Sunday, September 28, 2014

Two Days of Insanity....

As just about anyone knows who follows my Facebook and blog site, you know about the accident that happened on March 26th 2014, to my husband Jim. Most of you knew I was in Washington D.C. at the time with the Arthritic Foundation, for the Annual Summit on Capitol Hill. It was my very first time to be in DC, as well as my first time to get the opportunity to voice my own personal struggles, along with all of our struggles, involving autoimmune illness, medications, lack of doctors, especially Pediatric Rheumatologists, and so forth. There has not been nearly enough done about these illnesses, ranging from not enough doctors, not enough research, not enough knowledge to those who have the illnesses or know someone that does, whether family, caretaker, friend and so on.

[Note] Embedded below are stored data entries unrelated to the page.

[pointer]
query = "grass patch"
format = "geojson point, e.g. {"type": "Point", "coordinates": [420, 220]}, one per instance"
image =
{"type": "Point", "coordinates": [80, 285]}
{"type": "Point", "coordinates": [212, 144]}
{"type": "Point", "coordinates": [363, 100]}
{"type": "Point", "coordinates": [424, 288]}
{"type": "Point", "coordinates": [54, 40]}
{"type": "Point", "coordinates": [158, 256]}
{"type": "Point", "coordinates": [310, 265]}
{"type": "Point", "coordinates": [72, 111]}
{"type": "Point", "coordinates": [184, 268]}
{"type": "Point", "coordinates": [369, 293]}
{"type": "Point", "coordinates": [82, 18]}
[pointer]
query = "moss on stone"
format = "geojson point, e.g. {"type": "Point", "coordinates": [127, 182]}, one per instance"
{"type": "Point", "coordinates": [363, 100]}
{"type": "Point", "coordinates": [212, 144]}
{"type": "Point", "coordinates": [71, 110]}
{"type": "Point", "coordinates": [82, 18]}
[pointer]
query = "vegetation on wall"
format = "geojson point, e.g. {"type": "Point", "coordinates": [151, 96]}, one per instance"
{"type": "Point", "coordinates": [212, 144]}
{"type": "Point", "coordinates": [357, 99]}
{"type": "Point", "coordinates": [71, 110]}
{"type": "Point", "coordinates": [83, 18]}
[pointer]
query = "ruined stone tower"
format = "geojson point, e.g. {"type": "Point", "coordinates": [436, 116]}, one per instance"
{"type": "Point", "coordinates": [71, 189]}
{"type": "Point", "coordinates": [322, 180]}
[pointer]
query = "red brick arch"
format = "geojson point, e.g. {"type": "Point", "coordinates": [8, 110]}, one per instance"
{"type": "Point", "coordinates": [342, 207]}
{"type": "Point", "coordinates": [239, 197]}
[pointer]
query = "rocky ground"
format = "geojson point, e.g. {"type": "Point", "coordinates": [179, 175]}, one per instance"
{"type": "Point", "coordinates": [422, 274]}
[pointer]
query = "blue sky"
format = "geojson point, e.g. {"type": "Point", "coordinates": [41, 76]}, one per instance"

I felt my voice there and since then has been integral in helping to move forward and fight against illnesses such as RA, Lupus, Sjogren's, MS, FM, CFS, and the gamut of Autoimmune illnesses that we do not even realize exist. A new factor for me this year had been that I have "pernicious anemia", which is an autoimmune illness. Rather than being "anemic" my body does not absorb enough out of my food, and keep it going in my body as it should, thus I take B-12 supplements, which by the way, it is the B-12 it effects as far as the autoimmune part of this. Of course I am on a HUGE daily dose of Folic Acid" which is B-6, due to one of the medications I take. It depletes the body's Folic Acid, so I must supplement it daily with about 400 Times the amount a normal person would need. I found out that much of my horrible sores, thrush, and mouth ulcers were caused from a lack of Folic Acid. Once I began using it daily, at a high dose (it is water soluble so you can't get "too much") my mouth is not nearly as bad about having all types of sores, ulcers, sore throats, thrush and so on as I had before.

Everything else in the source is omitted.